Gross domestic product increased 0.6% in the last three months of 2013, the least since the first quarter of 2012, official data showed Monday. Protest leader Suthep Thaugsuban called on supporters on Monday to join what he called the "final battle" against caretaker Prime Minister Yingluck Shinawatra tomorrow. The baht touched a two-month high on Tuesday and its 14-day relative strength index reached 28 on Monday, below the 30 threshold that suggests to some traders a turnaround is likely.

"The impact on the economy from the protests will be quite severe in the current quarter," said Toru Nishihama, an economist covering emerging markets at Dai-ichi Life Research Institute Inc in Tokyo. "For the baht to see further appreciation from here, we need much better news like the ending of the demonstrations. From a technical perspective, the baht seems to be overbought."
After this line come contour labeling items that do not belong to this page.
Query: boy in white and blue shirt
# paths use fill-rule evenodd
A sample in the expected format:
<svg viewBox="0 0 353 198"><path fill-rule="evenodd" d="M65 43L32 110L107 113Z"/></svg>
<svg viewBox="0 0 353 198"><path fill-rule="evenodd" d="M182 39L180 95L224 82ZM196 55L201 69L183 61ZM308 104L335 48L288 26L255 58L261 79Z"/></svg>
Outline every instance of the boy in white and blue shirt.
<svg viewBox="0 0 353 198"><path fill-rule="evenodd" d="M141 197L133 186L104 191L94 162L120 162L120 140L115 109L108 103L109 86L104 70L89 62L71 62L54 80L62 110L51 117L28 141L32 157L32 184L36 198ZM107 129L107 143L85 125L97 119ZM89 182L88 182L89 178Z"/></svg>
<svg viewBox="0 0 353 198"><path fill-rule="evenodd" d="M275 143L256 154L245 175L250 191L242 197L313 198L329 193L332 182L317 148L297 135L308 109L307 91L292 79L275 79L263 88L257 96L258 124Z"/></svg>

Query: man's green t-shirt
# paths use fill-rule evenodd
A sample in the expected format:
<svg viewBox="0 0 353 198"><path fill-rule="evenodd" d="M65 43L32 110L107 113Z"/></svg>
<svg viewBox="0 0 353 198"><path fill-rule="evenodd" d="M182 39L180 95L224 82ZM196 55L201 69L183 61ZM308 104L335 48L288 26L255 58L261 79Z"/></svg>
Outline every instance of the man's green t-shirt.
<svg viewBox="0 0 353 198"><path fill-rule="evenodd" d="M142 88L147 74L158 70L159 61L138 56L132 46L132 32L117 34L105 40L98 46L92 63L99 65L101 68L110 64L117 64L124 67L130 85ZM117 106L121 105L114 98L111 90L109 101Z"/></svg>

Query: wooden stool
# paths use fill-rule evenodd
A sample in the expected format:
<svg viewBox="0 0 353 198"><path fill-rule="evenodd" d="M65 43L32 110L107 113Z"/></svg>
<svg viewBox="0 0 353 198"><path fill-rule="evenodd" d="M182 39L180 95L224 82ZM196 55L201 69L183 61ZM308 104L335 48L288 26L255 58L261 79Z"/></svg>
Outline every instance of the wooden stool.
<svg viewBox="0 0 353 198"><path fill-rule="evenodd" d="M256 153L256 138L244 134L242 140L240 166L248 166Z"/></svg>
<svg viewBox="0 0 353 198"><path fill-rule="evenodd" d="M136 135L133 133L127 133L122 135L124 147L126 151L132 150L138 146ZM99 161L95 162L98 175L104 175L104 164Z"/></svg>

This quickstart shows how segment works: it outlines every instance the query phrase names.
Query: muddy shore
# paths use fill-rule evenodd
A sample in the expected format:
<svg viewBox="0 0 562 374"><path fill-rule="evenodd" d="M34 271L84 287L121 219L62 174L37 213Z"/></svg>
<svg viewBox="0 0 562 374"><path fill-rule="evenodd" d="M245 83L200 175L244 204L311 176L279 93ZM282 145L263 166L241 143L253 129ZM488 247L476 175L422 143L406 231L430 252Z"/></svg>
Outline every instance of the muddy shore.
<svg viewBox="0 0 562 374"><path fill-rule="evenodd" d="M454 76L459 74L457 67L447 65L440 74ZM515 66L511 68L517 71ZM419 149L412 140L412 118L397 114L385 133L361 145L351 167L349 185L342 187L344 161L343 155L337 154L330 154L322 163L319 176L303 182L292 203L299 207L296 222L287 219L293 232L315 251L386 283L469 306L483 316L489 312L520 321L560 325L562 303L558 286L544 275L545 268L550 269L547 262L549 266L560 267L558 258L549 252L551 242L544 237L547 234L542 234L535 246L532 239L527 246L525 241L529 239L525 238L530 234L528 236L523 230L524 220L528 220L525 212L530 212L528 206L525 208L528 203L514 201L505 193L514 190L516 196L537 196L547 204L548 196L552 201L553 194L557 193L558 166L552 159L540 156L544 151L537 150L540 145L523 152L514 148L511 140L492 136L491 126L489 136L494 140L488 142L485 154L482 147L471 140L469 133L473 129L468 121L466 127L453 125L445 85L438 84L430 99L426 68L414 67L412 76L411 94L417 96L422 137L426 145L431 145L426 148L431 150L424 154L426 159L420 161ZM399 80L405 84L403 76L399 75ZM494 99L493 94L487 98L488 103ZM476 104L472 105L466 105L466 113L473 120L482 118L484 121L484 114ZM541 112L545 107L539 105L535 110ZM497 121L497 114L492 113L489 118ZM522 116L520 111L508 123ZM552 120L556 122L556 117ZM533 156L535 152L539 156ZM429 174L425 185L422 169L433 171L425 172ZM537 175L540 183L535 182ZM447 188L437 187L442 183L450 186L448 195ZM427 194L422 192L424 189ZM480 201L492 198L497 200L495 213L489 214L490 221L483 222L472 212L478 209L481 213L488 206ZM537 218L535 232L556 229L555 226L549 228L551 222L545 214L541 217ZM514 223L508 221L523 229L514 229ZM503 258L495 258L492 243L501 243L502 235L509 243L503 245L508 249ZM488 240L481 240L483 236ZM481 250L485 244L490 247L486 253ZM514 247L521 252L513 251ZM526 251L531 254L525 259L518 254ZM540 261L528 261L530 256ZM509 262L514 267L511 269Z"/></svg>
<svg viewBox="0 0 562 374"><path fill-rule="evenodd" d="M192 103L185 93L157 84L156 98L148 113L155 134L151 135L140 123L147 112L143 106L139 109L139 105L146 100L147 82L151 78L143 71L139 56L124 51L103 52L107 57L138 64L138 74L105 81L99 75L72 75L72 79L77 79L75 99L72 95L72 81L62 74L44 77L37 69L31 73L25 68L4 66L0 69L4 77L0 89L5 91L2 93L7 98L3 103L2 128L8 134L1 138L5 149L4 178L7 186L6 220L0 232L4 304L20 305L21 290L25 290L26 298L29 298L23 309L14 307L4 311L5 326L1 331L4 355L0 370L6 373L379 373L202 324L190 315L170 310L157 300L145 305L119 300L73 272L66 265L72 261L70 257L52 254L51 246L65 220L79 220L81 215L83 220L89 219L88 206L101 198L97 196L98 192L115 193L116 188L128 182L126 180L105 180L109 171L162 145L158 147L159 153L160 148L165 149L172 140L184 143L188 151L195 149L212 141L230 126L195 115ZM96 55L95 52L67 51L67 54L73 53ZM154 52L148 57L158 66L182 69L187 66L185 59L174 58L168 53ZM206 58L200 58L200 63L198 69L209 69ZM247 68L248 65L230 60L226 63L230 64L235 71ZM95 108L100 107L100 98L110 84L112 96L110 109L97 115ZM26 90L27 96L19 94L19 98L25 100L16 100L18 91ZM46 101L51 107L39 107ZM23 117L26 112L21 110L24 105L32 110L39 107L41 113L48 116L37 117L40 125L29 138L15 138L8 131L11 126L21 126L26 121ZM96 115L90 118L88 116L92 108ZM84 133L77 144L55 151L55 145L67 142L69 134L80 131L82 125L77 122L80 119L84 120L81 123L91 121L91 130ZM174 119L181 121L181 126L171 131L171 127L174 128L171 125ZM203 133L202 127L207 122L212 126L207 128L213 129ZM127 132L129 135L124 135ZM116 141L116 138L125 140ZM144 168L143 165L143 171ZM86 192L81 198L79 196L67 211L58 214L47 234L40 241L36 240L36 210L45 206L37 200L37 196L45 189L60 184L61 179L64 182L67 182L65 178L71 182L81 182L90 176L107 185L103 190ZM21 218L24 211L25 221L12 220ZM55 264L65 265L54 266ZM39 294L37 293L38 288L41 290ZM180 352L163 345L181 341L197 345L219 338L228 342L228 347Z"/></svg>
The baht dropped 0.5%, the most since Jan 2, to 32.43 per United States dollar as of 9.21am in Bangkok, according to data compiled by Bloomberg. It touched 32.207 earlier, the strongest level since Dec 19. The currency has weakened 4% since the end of October, when the protests began.

One-month implied volatility, a measure of expected moves in the exchange rate used to price options, fell seven basis points, or 0.07 percentage point, to 6.27%.

The economy grew 2.9% in 2013, compared with a revised 6.5% the previous year, according to the data released on Monday. The growth was in line with the central bank's expectations and current monetary policy is accommodative, Bank of Thailand spokeswoman Roong Mallikamas said Monday.

The yield on the 3.125% government bonds due December 2015 was steady at 2.35%, data compiled by Bloomberg show. The yield has dropped 24 basis points this year.